Tribal Lands Returned 

In a win for tribal rights, the Supreme Court decided 5-4 to return 19 million acres to Native Americans in Oklahoma. The decision ruled that a large part of Eastern Oklahoma, including parts of Tulsa, are considered tribal land.  

The decision honors language from treaties and holds the treaties above state law. 
Attorneys for the state of Oklahoma argued that the ruling would allow for any Native people convicted under state law to appeal their conviction. However, the court rejected this argument, citing a lack of data and the fact that any convictions that could be appealed would come from state encroachment of Native sovereignty. 
“Today we are asked whether the land these treaties promised remains an Indian reservation for the purposes of federal criminal law,” Justice Neil Gorusch wrote. “Because Congress has not said otherwise, we hold the government to its word.” 

Immigrant Rights Upheld in DACA ruling 
On June 18, the U.S. Supreme Court, led by Justice John Roberts, ruled in a 5-4 vote against the administration’s attempt to end the Deferred Action for Childhood Arrivals (DACA) program, holding it was arbitrary and capricious. DACA has enabled more than 600,000 “Dreamers” who were born abroad and brought to the U.S. as children to remain in the U.S. 

The ruling stated that the DACA rule (Deferred Action for Childhood Arrivals, sometimes referred to as the “dreamers act”) was constitutional and the Trump administration’s moves to rescind the program in 2017 was unlawful.  

This is a big win for Dreamers, those eligible for DACA, for undocumented immigrants, and for the entire nation. You can learn more about this decision and where we go from here at: United We DreamUnidosUS,OneAmericaiAmerica, and Define American.  
Court Rules on the Side of LGBTQ Employees 
The U.S. Supreme Court, in a landmark win for LGBTQ people in this country, ruled that it is a violation of federal law to fire someone because of their sexual orientation or gender identity. This protection now extends to all LGBTQ people in every state in the country, and likely voids the administration’s decision last month.   

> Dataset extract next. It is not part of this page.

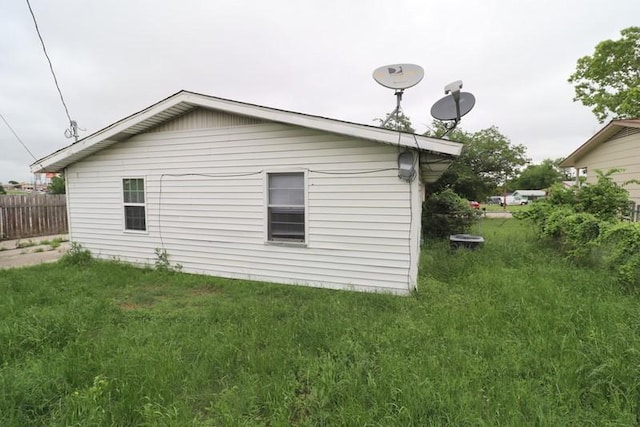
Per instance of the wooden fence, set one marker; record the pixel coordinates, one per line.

In its opinion, SCOTUS held that “An employer who fires an individual merely for being gay or transgender defies the law.” This historic 6-3 decision was written by Justice Neil Gorsuch, who was appointed by President Trump and generally considered among the conservative block on the court.  

Hannah Brass Greer, Chief Legal Counsel said, “I’m thinking of the heroes that made today possible – the plaintiffs in these three cases, Aimee Stephens, Don Zarda, and Gerald Bostock; the legal team, including trans attorneys Chase Strangio and Gabriel Arkles, who argued these cases; and the many trans and queer people who paved the way to this victory. This is an incredible win, especially during Pride Month. It is also good to remind folks that the first Pride was a riot against oppression and violence, led by trans people of color.”         

Looking Ahead for Abortion Access in Indiana 

Earlier in July the Supreme Court declined to take up any further abortion access cases, rejecting hearings for two challenges to Indiana laws -- one which requires an ultrasound and an 18-hour waiting period before a patient can obtain an abortion, and another that requires minors to obtain parental consent before an abortion procedure. 
The District Court in Indiana ruled in our favor finding the abortion complications reporting law unconstitutional. The court agreed with us and found the law unconstitutionally vague and recognized it for what it is – an attempt to further stigmatize abortion care as well as continue the false narrative that abortion is dangerous.